A couple of books I’d recommend you read include:
- Poor Economics
- Globalization and its Discontents;
- The Power of Freedom: Uniting Human Rights and Development
- The Bottom Billion
- The End of Poverty
- The Elusive Quest for Growth
Limit the fluff
The first thing I’d say about doing a Masters of development, echoes what has been mentioned by Brendan Rigby.
That is, don’t do this Masters unless you already possess a specialisation (such as engineering, health or economics) OR are intending to pursue one.
For me, a good reason for this is that development tends to be ‘fluffy’.
By fluffy, I mean that it spends a lot of time talking about ideas about ideas and critiquing modern approaches and definitions.
Although this is no doubt important for training an army of critical thinkers, it also poses the risk of creating an army of impractical development workers who harp on about the evils of capitalism and the market.
This, among other reasons, is why you need a specialisation, go in without it and you might come out the other end more confused about development than you were beforehand.
The dismal science
Study economics. Yep.
I’m obviously biased, but I don’t think you should be able to come out of a Masters of development without a rudimentary understanding of economics.
The reason for this is simple; it is a discipline which has evolved out of hundreds of years of trying to solve the problems of scarcity. Development is, in many ways, about scarcity.
Of course this doesn’t mean you need to know how to solve equations merely that you develop some intuition as to what it’s all about.
Try a free online learning portal such as Coursea. They tend to always have a good choice of self-paced economics courses (and they’re free).
On the other if you are already an economist take a good course in political economy.
This is because there are lots of important factors that a typical training in economics tends to miss (such as power relations, gender and structural violence).
Know your enemy
I felt like a lot of my program involved harping on about the dangers our ‘neoliberalism’ and unrestrained capitalism.
Obviously these critiques have some value, but remember that there are intellectual giants on either side of the debate.
Engage with them.
Read ‘Capitalism and Freedom’ by Friedman, read ‘The uses of neoliberalism‘ by Ferguson. Don’t assume the other side of the debate has nothing to contribute.
Get your foot in the door
This is a cliché, and doesn’t need to be said.
But I’m going to say it.
Find a local organisation or charity which is engaged in international development and volunteer.
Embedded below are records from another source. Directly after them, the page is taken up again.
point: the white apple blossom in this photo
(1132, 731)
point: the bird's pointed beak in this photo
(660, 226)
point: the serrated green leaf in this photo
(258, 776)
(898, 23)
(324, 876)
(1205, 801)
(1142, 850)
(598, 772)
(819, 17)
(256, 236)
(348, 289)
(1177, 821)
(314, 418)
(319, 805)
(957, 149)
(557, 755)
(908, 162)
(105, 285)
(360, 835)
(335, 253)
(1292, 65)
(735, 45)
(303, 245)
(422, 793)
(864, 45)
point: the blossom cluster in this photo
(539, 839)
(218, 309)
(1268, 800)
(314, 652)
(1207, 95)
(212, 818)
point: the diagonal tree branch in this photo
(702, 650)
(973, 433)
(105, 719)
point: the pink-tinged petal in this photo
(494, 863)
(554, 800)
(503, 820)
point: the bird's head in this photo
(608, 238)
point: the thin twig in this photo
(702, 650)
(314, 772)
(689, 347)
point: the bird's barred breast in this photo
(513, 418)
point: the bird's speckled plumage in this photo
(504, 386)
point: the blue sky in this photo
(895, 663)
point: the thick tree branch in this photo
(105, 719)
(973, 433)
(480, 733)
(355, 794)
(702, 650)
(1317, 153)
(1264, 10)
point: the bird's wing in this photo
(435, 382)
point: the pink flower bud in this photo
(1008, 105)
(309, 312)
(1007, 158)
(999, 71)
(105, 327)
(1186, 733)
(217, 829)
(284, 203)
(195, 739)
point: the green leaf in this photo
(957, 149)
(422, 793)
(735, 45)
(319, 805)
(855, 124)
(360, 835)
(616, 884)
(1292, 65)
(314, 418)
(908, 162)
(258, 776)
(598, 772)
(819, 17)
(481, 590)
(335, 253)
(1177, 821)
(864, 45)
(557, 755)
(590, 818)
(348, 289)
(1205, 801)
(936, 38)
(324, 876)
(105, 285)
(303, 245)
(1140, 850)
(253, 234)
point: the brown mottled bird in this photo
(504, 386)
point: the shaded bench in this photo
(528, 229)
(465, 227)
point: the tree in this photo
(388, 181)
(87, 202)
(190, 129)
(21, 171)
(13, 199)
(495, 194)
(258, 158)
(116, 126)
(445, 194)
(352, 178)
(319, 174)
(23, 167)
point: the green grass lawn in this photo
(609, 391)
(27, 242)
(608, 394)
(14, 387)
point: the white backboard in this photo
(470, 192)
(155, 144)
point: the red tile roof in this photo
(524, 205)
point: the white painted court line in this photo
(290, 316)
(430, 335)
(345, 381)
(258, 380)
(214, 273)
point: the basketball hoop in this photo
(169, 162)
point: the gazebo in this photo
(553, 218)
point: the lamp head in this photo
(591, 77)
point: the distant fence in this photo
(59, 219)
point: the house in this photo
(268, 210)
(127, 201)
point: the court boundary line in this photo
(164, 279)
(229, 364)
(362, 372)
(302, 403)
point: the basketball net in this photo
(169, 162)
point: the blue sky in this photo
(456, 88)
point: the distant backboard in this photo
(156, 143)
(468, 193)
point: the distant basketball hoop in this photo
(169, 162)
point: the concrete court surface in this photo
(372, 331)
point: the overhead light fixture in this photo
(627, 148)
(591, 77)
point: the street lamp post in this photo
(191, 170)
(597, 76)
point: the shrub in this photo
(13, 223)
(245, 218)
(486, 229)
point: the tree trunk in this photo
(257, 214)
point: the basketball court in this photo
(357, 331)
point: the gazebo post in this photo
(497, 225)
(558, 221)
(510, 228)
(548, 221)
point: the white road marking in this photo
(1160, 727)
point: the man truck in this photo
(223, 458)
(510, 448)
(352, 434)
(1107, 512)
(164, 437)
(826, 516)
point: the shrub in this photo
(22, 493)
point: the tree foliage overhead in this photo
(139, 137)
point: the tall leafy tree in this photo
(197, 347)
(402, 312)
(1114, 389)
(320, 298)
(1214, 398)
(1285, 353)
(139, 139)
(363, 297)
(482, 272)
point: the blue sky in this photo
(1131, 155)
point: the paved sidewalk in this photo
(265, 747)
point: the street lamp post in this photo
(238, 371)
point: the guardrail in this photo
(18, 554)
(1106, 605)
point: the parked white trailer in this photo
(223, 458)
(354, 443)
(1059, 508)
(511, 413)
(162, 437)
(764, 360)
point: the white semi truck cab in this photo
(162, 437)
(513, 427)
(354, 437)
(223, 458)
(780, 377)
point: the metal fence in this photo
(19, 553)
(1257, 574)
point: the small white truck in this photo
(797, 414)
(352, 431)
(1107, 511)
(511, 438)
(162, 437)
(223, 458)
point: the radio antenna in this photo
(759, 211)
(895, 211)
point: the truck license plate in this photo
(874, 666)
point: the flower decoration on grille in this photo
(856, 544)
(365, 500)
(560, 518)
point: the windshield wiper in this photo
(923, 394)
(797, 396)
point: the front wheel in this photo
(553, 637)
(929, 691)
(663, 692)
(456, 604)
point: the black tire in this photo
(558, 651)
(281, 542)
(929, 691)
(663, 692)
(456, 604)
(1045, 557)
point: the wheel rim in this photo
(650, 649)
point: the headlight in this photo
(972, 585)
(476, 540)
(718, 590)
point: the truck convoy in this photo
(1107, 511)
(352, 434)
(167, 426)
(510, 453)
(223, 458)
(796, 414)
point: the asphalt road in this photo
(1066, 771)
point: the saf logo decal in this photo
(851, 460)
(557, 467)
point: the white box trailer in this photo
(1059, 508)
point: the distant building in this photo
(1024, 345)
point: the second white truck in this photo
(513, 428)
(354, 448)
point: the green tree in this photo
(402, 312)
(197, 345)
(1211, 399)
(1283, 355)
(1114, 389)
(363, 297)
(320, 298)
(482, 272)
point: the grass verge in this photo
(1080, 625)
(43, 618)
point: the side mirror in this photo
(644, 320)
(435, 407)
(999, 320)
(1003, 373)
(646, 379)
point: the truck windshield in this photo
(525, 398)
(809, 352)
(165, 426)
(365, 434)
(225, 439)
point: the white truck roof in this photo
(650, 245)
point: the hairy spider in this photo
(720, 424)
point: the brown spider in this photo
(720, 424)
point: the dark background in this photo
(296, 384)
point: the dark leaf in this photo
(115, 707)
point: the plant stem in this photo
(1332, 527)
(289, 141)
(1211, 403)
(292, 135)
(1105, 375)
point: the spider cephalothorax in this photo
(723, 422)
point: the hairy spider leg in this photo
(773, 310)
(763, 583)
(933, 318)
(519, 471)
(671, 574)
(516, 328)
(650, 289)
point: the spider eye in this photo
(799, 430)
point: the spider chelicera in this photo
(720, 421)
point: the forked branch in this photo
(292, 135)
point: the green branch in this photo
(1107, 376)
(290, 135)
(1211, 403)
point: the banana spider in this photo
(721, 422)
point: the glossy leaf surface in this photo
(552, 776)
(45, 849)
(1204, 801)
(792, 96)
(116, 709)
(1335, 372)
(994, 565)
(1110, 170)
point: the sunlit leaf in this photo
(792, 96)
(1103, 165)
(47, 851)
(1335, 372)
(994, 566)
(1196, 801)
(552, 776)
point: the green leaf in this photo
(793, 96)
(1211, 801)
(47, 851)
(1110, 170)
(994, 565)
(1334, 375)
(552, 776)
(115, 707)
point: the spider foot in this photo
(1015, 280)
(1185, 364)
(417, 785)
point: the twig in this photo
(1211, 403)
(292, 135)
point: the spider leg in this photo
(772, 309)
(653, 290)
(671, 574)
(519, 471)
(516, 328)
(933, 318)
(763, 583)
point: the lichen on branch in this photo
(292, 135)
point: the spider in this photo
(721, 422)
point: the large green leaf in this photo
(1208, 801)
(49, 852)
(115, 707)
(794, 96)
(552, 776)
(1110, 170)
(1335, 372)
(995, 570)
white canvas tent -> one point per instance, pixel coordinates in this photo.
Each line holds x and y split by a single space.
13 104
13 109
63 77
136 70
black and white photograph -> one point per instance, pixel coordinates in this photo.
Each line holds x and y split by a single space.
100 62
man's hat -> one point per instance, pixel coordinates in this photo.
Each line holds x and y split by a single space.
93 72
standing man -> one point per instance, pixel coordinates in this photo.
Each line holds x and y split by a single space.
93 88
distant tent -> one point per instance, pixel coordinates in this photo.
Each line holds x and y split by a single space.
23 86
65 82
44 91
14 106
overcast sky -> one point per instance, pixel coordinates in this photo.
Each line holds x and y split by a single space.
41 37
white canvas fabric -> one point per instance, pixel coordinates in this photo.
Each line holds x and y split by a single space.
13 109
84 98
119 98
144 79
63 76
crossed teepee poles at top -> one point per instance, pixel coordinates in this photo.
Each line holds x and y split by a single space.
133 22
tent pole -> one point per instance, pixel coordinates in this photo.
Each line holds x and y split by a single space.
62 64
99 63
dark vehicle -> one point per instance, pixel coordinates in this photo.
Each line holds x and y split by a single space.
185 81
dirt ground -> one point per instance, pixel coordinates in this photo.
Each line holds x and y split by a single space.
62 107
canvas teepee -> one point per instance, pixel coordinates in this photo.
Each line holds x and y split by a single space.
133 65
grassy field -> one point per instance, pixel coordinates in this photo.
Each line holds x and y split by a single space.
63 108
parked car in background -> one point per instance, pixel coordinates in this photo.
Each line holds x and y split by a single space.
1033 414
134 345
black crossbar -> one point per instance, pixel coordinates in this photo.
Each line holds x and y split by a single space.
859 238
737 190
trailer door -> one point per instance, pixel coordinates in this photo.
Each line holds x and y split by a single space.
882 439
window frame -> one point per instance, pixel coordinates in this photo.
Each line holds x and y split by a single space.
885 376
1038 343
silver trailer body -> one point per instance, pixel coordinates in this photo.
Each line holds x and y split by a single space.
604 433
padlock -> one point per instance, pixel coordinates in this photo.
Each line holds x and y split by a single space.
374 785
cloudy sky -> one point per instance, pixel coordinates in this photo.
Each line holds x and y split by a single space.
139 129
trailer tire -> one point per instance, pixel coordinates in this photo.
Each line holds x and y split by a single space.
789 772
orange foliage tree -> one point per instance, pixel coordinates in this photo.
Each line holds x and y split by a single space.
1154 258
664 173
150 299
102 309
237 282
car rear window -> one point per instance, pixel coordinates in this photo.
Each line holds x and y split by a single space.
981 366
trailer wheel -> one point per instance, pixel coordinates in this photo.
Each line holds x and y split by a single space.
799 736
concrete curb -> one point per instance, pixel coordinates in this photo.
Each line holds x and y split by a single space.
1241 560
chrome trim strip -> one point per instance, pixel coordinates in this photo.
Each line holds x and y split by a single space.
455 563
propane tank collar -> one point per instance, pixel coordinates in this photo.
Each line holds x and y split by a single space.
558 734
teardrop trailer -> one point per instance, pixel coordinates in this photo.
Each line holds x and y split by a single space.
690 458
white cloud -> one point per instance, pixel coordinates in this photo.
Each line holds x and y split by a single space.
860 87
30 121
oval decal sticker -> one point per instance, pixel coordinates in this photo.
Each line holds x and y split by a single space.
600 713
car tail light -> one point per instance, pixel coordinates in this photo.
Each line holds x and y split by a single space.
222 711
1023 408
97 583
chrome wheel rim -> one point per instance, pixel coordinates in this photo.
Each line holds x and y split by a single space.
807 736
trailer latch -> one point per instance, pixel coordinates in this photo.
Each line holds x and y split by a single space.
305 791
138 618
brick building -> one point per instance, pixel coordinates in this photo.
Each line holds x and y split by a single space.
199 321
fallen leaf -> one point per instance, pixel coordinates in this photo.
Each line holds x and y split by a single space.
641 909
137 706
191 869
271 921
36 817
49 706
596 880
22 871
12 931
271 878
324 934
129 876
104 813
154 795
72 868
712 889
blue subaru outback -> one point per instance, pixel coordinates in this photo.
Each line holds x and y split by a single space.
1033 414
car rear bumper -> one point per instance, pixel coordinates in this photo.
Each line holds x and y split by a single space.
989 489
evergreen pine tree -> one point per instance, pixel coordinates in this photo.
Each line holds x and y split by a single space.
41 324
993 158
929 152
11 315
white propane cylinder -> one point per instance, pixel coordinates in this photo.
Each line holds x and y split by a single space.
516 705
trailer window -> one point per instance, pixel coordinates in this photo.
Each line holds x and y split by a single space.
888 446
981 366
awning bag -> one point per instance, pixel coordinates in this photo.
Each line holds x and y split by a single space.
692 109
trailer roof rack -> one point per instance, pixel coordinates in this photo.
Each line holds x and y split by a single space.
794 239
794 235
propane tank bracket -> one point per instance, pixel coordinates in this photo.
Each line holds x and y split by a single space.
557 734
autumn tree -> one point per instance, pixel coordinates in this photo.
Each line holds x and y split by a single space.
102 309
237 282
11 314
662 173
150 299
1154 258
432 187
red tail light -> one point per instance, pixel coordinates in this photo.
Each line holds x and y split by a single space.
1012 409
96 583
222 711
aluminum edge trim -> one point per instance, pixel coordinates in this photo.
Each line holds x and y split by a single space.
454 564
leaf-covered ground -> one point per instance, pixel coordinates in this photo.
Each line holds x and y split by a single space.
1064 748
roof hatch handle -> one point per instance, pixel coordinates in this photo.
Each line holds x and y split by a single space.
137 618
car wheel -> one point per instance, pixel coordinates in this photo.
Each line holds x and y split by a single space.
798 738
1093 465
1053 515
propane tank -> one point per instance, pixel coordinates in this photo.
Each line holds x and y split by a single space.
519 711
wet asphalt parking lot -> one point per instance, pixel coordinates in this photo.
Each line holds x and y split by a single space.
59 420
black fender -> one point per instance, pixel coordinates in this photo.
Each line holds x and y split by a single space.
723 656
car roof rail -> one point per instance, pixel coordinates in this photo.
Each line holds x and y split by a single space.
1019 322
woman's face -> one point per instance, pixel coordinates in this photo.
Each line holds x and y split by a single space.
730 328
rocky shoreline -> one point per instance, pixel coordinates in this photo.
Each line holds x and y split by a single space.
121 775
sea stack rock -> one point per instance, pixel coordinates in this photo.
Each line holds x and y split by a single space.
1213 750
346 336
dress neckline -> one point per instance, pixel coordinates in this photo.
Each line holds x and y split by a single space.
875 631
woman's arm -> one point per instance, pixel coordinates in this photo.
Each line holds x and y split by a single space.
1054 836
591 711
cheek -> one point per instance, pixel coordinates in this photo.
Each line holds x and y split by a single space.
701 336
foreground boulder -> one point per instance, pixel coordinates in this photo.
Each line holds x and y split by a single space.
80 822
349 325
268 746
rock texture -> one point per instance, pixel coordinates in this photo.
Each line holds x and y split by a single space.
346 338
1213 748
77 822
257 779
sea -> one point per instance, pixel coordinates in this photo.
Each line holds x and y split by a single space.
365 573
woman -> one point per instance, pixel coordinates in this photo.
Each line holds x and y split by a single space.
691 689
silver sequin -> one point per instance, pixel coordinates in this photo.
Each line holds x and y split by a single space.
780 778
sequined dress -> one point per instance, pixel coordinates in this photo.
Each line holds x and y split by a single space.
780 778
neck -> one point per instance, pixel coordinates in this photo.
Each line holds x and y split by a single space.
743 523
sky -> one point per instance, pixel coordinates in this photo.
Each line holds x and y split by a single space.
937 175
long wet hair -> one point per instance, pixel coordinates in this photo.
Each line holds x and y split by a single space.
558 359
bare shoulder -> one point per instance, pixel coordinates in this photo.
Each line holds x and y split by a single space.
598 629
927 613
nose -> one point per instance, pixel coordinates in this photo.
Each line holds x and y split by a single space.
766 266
Your Masters probably isn’t going to be enough and you need to start to get familiar with the industry you’re trying to get into. It also will help a potential employer see a narrative when reading your resume.
Obviously it’s ideal if there are suitable organisations nearby, but if there isn’t then try finding places you can contribute remotely.
It might not be as interesting, but proof-reading or writing up grant applications might be able to be done without you being onsite. I’d even suggest you check out sites like ‘elance’ which occasionally have projects in the field of international development.
Get field experience
I always feel dirty when I suggest this, as it sounds almost ruthless to suggest you should do a ‘poverty tour’, but if you’re truly interested in doing development you need to get an appreciation for what it means on the ground.
This is also not just my advice, but the advice of every one of my contacts in the development field itself.
Spending time living/working/studying in a developing nation is a valuable addition to your experience and will no doubt knock you in the face with a dose of humility.
If you’re thinking of making decisions which are going to impact the poor, you need to know who they are, realize they’re clever and understand how your assumptions about how things should work don’t universally apply.
Likely a lot of this isn’t anything you haven’t heard before, but then maybe some of it’s new.